Two weeks ago, we wrote about the head-and-shoulders pattern present in December corn futures, which is now a fortnight on. Looking at the December corn chart, we can see the formation is still alive, albeit a bit sloppier than technicians would like to see it. After the rally to $4.64 3/4 on July 15 -- which could be deemed the right shoulder -- prices have been trending lower and toward the neckline between $4.20 1/2 and $4.25. It looks increasingly likely that December corn futures will trend lower toward the $4.20 1/2 corrective low from July 2 and possibly even try to fill the gap from May 24-25 at $4.20 to $4.20 1/2.
If the neckline is broken, the textbook says sharply lower prices would be expected straightaway with some downside targets as low as $3.70. We will be watching momentum indicators especially close as we near the $4.20 1/2 corrective low for any sign the downtrend is slowing or possibly getting ready to reverse. At the moment, the stochastic measure of momentum is headed swiftly lower with no signs of divergence.
As one might imagine, the technical setup in ethanol prices is very similar to that of corn with a loose head-and-shoulders pattern portending lower prices. After the rally to $1.602 on July 15, spot ethanol prices have given back over 8.0% of their value with price having pushed below the 50-day moving average for the first time since mid-May. The 100-day moving average is below at $1.416 and the 200-day at $1.349. The 100-day moving average resting at $1.416 is an interesting level considering the 100% Fibonacci progression of the $1.645 to $1.461 sell-off from the $1.602 corrective high on July 15 measures $1.418. We would expect this level to provide some decent support, although one should never count on derived levels like those from Fibonacci progressions/retracements or moving averages to stand in the way of a healthy downtrend. Momentum indicators are not suggesting anything in the way of a divergence at this time.
Sticking with the corn theme, feeder cattle prices have traded in somewhat of an inverse to corn the last two months, as would be expected. With corn putting forth a head-and-shoulders pattern, feeder cattle have somewhat of an inverted head-and-shoulders pattern. To be clear, it is not a textbook pattern, nor does it have to be.

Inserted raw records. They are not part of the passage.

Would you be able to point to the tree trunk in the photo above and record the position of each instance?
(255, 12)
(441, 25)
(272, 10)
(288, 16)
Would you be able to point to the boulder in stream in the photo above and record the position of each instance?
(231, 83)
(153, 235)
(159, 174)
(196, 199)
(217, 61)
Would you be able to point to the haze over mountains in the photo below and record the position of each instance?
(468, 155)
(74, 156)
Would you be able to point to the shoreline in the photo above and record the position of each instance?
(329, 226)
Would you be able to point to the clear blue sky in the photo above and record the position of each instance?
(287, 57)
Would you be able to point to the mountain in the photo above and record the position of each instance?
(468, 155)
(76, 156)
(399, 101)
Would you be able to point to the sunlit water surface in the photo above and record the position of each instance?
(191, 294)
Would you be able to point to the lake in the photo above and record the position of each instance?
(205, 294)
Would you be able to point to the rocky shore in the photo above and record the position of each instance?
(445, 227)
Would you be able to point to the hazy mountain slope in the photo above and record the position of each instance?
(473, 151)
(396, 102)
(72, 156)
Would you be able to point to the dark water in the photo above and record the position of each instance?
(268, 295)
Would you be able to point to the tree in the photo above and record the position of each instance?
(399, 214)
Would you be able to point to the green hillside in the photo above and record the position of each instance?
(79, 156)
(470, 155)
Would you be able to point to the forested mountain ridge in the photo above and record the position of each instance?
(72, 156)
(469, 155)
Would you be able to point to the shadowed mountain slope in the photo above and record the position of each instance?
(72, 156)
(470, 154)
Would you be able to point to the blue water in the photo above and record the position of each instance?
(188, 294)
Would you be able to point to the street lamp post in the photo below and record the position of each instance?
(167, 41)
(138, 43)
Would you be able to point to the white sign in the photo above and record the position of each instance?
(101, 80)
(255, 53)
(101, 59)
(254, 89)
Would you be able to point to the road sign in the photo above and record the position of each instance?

After bottoming on June 24, August feeder prices have trended mostly higher and back above the 50-day moving average. That rally attempt was stopped right at the 38.2% retracement level of the $161.40 to $130.95 sell-off at $142.58. The weaker trade since hitting that retracement has flattened all momentum indicators as those trend lower with price. We will be watching any recovery attempt to see if the July 11 corrective high is taken out and whether it is done with higher highs or lower highs on momentum indicators. If price is able to take out the July 11 corrective highs, but does so on lower highs in momentum, we would have a classic bearish divergence in momentum and a sign this market is not meant for higher prices. As is usually the case, corn prices should have a lot to say about feeder cattle prices in the coming weeks.